Provably Robust Sponge-Based PRNGs and KDFs

We study the problem of devising provably secure PRNGs with input based on the sponge paradigm. Such constructions are very appealing, as efficient software/hardware implementations of SHA-3 can easily be translated into a PRNG in a nearly black-box way. The only existing sponge-based construction, proposed by Bertoni et al. CHES 2010, fails to achieve the security notion of robustness recently considered by Dodis et al. CCS 2013, for two reasons: 1 The construction is deterministic, and thus there are high-entropy input distributions on which the construction fails to extract random bits, and 2 The construction is not forward secure, and presented solutions aiming at restoring forward security have not been rigorously analyzed.

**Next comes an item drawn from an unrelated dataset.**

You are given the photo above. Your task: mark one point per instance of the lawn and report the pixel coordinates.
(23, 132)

We propose a seeded variant of Bertoni et al.'s PRNG with input which we prove secure in the sense of robustness, delivering in particular concrete security bounds. On the way, we make what we believe to be an important conceptual contribution, developing a variant of the security framework of Dodis et al. tailored at the ideal permutation model that captures PRNG security in settings where the weakly random inputs are provided from a large class of possible adversarial samplers which are also allowed to query the random permutation. As a further application of our techniques, we also present an efficient sponge-based key-derivation function which can be instantiated from SHA-3 in a black-box fashion, which we also prove secure when fed with samples from permutation-dependent distributions.